Себя взрослой Алексия тоже представляла именно такой: собранной и одновременно легкой, красивой, но вполне земной. Вот только в зеркале последние полтора года видела бледное, не тронутое ни косметикой, ни улыбкой изможденное лицо. Тетя Перл порой пыталась её образумить, убедить, что Оливеру нужна цветущая, бойкая мама, пробуждающая желание бороться и наслаждаться каждой маленькой победой, а не жалость. Иногда она выталкивала Алексию на прогулки, встречи с сыновьями её знакомых, в театр, просто по магазинам со шмотками. Но должного терапевтического эффекта это не имело.

— Ты была жгучей красоткой, помнишь? — с ностальгической улыбкой произносила Перл, перелистывая фотоальбом с детства Алексии в её молодость. Там, на фотографиях из частых автомобильных путешествий и пляжного отдыха в Испании с друзьями-однокурсниками, Грин и в самом деле была в самом соку. Небольшая, но упругая грудь, подтянутый бледный живот, острые плечи, покрывающиеся веснушками под солнцем, округлые бедра под тонкими бантами завязок тесных купальных трусиков. Алексии казалось, тогда у неё волосы и глаза были ярче, а осанка ровнее.

Она пользовалась популярностью среди парней и мужчин. Ей часто преграждали дорогу на улице, покупали в барах коктейли, подсаживались в кафе, подмигивали в автобусе. И, черт побери, она этим пользовалась и наслаждалась. Тогда.

А сейчас уже и не помнила, когда в последний раз была на свидании, и не особо об этом беспокоилась. Центром её вселенной был Оливер — и до болезни, и, безусловно, теперь.

Когда она вошла в его комнату, Олли уже не спал, а сидел в кровати, подмостив под спину подушку, и перелистывал иллюстрированный справочник «Столетие полета». Он поднял сосредоточенный бирюзовый взгляд над книгой и расплылся в улыбке.

— Мама! — прокричал он, отталкивая энциклопедию и вскакивая. — Мама, ты дома!

Он пробежал через комнату к ней, по инерции сильно натолкнулся, обвил руками и босыми теплыми после мягкой потели ногами наступил на холодные пальцы Алексии.

— Ты дома, мамочка, — тише повторил Оливер, зарываясь лицом в складки её халата. Она обняла его в ответ, наклонилась и уткнулась носом в затылок.

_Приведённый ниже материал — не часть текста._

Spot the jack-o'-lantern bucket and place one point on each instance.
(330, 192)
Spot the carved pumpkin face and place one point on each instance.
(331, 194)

После старта первого курса химиотерапии его пшеничные волосы продержались несколько недель, а затем клочками выпали почти все за две ночи. Грин с ужасом вспоминала то утро, когда бледный, пошатывающийся на ходу Оливер вошел в её спальню и сиплым голосом попросил сбрить последние волоски. Беззащитно лысым, прячущимся от холода и чужих взглядов в шапке, Олли проходил около полугода. А затем волосы снова постепенно стали отрастать. Им не хватало былой густоты и насыщенного золотого цвета, но на ощупь были такими же мягкими и пахли так же сладко, как и первые несмелые кудри, пробившиеся спустя месяц после его рождения. Алексия каждый день жадно втягивала этот запах, а выдыхая его, уже успевала соскучиться и спешила вдохнуть вновь.

И так же неизменно каждый день — даже если он целиком состоял из капельниц и больничных палат — она старалась максимально заполнить чем-то обычным, дающим восьмилетнему Оливеру общую почву с одногодками. Когда его самочувствие позволяло, она настаивала на том, чтобы он вместе со всеми ходил в школу, вечерами делала с ним уроки, ходила с ним на спортивную площадку, на футбольные матчи любимого «Ливерпуля», на новых «Трансформеров» в кино, отпускала к друзьям на дни рождения, покупала игры на приставку. Как религию свято чтила любовь Оливера к небу и самолетам.